Ainsi le personnage principal, Kei Kurono. Dans le film, Kei est étudiant. Mauvais choix. Dans le manga, il est lycéen. Comprenez une sorte de post ado englué dans sa médiocrité quotidienne et ses pulsions libidineuses. Seul compte son petit univers, son petit ego, les autres, qu’ils soient homme ou femme, jeune ou vieux, n’étant que d’obscurs étrons que sa seigneurerie se garderait bien d’aider, voire même de regarder :
Mais on ne saurait vraiment lui reprocher d’être une petite raclure égoïste puisqu’il apparaît en fait comme le pur produit de son époque :
Il s’agit de la scène d’ouverture : un SDF est tombé sur une voie de métro. Un jeune homme, Katô, hésite le temps d’un instant puis descend sur la voie pour secourir le pauvre type. Il devient alors le centre d’attention, un spectacle vivant qui permet aux voyageurs de se divertir de leur train train. Y arrivera ? Y arrivera pas ? Il ne vient à l’idée de personne de lui prêter main forte, comme si la vie d’un ivrogne était moins importante que de se distinguer de la masse. Il faudra toute la force de persuasion de Katô pour convaincre Kei de l’aider – et de signer par là sa propre mort. Fait révélateur : Katô et Kei sont d’anciens excellents amis mais au début de l’histoire, alors qu’ils sont côte à côte sur le quai, ils ne se reconnaissent pas. Ou plutôt, si : Kei reconnaît son ancien pote mais se garde bien d’entamer la conversation. Le passé semble pour lui comme dénué de sens, seul compte désormais le présent et ses plaisirs égoïste.

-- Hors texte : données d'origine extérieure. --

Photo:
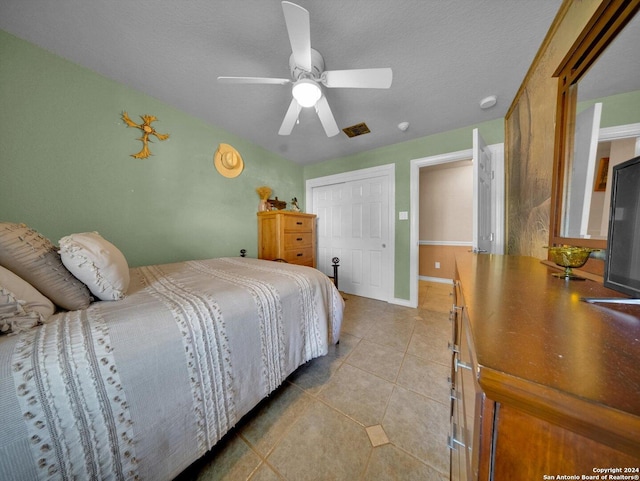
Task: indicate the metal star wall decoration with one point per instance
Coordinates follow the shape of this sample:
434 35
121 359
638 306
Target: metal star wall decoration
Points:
147 130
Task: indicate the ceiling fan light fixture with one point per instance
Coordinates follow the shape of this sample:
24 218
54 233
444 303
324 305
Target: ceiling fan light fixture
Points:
306 92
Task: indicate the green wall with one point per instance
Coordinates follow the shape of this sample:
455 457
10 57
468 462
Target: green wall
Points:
65 165
401 155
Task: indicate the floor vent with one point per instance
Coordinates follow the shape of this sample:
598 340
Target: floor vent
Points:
355 130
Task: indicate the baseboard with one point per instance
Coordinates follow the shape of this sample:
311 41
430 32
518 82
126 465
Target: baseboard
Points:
441 280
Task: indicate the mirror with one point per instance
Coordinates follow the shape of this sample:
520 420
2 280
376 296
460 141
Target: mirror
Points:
602 139
599 125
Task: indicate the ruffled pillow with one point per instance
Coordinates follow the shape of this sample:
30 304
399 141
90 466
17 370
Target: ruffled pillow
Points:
96 262
35 259
21 305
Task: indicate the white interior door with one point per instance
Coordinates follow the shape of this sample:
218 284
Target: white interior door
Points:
483 219
582 171
353 224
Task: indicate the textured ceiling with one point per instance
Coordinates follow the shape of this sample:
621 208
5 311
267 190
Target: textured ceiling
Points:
445 55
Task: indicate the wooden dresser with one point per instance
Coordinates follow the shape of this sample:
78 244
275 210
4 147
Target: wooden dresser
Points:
543 384
287 235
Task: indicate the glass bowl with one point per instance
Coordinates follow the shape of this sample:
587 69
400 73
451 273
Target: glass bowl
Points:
569 257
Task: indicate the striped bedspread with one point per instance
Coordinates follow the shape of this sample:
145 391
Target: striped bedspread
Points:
142 387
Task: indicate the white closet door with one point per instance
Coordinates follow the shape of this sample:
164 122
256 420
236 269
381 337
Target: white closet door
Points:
353 224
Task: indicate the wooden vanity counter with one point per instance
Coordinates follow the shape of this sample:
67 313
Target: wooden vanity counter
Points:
542 354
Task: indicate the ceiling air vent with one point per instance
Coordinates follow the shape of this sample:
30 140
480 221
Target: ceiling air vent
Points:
355 130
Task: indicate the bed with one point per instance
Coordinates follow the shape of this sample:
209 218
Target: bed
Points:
141 387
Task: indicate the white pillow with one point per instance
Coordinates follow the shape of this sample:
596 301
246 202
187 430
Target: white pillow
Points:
22 306
96 262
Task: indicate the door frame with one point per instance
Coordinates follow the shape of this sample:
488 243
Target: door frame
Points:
388 171
414 193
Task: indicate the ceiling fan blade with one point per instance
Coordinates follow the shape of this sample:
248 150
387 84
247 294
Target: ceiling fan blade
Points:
290 118
366 78
326 117
254 80
299 29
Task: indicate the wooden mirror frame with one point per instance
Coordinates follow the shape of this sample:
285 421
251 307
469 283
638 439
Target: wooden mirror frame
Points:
609 19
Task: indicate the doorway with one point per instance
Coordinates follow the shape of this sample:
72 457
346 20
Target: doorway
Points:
496 201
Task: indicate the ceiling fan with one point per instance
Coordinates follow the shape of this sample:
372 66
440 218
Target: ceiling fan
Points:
308 74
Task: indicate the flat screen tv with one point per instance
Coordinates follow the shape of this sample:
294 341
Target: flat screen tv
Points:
622 261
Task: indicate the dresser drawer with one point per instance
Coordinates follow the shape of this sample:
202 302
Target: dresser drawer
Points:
303 256
302 224
295 240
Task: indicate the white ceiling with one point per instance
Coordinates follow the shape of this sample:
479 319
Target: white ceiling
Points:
445 55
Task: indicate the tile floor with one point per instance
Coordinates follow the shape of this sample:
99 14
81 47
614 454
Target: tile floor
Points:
375 408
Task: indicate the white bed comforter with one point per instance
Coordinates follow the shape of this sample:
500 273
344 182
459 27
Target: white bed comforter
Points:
142 387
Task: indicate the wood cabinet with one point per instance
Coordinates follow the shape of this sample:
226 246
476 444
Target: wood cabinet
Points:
286 235
543 384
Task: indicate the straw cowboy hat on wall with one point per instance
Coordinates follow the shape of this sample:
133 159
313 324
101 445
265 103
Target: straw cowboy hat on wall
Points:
228 161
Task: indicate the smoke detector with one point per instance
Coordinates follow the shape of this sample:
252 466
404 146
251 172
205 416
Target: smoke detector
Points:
488 102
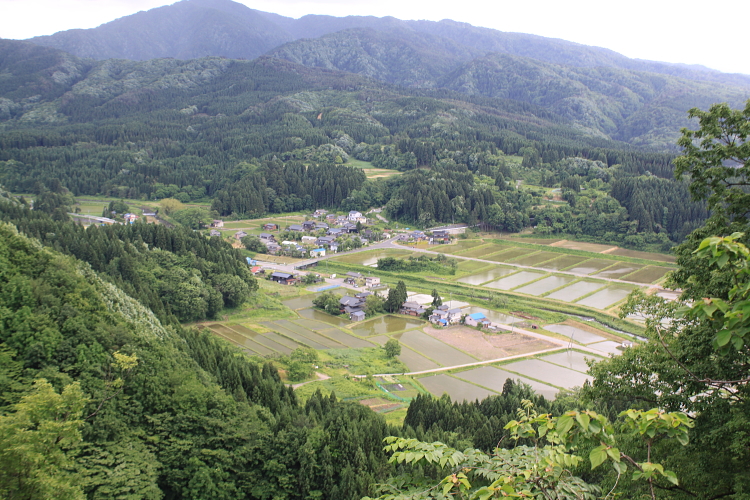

On se demande bien comment on peut trouver un intérêt à une histoire où le personnage est une petite merde arrogante et cynique. Et pourtant, ça marche, on est intrigué par cette personnalité cloaqueuse qui va être enrôlée malgré elle dans un jeu hyper violent et qui va lui faire comprendre la valeur de la vie ainsi que l’entraide et la considération de l’autre. Apprentissage de longue haleine : lorsque l’on croira que Kei se bonifie, ce sera pour s’apercevoir aussitôt que le jeune homme possède encore de bons gros remugles de bassesse.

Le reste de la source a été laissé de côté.